Pamplico, South Carolina

By Norman Cain, December 5, 2016 — Generally speaking, Saturday afternoon was the only time that black folk had time to relax. The week found them toiling in the field from sun-up to sun-down each day.  Some would be migrant tobacco warehouse workers who were there for the summer from distant areas, even distant states. Folk from the area would arrive in the town known as Pamplico, South Carolina by foot, in tattered cars, pedaling rickety bikes in the beds of worn pickup trucks, driving old sputtering tractors, riding mules and sitting on the floors of mule-drawn wagons.

As a rule, Women would have on smock dresses; their hair would be pressed in place by hot combs; girls with bow ribbons in plaited hair. The boys would generally have on dungarees and the men would have on wide brim straw hats with matching khaki pants and shirts.

Some black folk were in the vise of peonage or severe form of share-cropping, and as a result of their fatal situation did not venture from the sides of their (I hate to say it) masters, in the white section of town, where a few of the white folks sat upon benches. By their sides sat their sad silent charges – black men and women spewing sorrowfulness from souls. Those black folks were the new age slaves. I actually saw several black women nursing white children.
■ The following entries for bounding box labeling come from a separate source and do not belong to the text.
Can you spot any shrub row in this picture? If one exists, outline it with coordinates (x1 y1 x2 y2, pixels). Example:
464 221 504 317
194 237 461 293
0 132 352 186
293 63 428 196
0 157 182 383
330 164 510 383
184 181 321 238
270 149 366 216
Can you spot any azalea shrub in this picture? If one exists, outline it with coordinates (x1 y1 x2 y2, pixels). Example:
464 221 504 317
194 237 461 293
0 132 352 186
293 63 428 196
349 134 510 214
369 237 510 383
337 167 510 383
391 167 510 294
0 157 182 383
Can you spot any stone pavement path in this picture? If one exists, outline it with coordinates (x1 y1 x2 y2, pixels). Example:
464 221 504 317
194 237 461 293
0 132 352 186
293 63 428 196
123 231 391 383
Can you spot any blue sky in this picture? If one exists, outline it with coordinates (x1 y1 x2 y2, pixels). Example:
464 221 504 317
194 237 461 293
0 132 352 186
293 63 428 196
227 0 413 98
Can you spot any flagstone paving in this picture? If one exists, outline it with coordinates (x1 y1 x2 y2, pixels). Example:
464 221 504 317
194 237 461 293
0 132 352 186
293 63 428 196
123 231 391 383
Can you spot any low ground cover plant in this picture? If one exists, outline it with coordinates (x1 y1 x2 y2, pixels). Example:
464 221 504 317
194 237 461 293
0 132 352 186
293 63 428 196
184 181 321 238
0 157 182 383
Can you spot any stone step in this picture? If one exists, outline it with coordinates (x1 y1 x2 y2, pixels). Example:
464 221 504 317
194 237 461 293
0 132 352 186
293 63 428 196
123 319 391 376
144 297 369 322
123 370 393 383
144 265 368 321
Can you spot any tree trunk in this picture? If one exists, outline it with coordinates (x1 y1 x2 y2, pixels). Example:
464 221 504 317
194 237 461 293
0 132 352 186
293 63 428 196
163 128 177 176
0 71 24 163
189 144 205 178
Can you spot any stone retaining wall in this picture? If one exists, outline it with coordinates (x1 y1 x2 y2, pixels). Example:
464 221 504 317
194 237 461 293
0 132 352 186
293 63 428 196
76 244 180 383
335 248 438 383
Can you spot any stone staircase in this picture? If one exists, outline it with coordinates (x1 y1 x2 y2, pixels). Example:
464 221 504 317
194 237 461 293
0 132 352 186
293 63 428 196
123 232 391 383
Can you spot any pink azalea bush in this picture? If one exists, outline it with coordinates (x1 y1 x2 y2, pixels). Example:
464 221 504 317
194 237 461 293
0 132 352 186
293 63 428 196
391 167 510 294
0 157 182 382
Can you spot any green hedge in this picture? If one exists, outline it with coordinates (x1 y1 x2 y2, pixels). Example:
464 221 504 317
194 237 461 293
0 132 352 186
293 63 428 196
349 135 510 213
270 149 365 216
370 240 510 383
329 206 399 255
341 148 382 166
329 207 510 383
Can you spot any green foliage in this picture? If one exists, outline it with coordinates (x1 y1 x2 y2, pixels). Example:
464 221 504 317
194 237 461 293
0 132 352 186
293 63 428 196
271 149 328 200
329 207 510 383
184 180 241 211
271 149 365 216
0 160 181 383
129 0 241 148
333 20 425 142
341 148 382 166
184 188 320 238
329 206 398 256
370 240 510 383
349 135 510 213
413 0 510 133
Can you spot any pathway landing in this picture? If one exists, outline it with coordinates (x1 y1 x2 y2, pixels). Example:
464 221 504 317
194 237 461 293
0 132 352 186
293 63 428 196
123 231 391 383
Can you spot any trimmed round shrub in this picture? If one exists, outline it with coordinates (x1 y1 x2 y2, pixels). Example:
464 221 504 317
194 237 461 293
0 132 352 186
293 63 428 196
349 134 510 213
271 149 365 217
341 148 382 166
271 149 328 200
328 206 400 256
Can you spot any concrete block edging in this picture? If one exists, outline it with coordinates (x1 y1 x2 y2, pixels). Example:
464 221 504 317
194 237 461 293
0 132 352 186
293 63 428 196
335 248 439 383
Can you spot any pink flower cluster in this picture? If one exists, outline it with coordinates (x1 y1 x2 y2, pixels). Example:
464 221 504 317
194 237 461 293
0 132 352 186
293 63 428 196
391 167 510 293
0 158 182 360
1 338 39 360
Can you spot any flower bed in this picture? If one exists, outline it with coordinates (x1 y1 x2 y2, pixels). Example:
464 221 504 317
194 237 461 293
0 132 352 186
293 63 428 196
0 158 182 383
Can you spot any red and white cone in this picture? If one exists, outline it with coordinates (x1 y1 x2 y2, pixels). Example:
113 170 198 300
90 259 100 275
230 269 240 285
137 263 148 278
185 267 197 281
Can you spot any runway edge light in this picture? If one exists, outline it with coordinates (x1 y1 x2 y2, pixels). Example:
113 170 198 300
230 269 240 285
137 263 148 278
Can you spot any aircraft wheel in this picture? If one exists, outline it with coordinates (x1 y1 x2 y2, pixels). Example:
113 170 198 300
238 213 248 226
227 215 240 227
Basically, in this section of town, only a few black folk could be found. White women and men filled the sidewalks with a blatant air of superiority, conversing in a dialect that I could not cipher. Other white folk busied themselves, shopping in the pharmacy, piggy wiggly supermarket, restaurants, hardware store, clothing store, gun shop, toy stores – establishments that blacks were not allowed in, or if allowed in, had to resort to maintaining a subservient role.

Near the borders of the white section of town, there were several honky tonks that lined both sides of the street, where their young could be seen dancing a swing dance known as the frug. On the borders of the white side of town, there was a barber shop and wooden movie house where blacks were required to sit in the balcony.The black side of Pamplico, South Carolina railroad tracks had no more than three shack-structured convenience stores where the most trivial of the needs of black folk are sold. Well, over 90% of life necessities were from the farms – meat from smokehouses, vegetables from gardens, fruit and nuts from trees, grapes from vines, juice from lemon trees. The three block, unpaved street was lined with several restaurants, a barber-shop, beauty shops, churches, funeral pallor, rooming house, school, houses, and juke joints from which the down-home blues escaped and young folk vigorously danced. Sunday was the day of lodge meetings and sometimes ecstatic church services.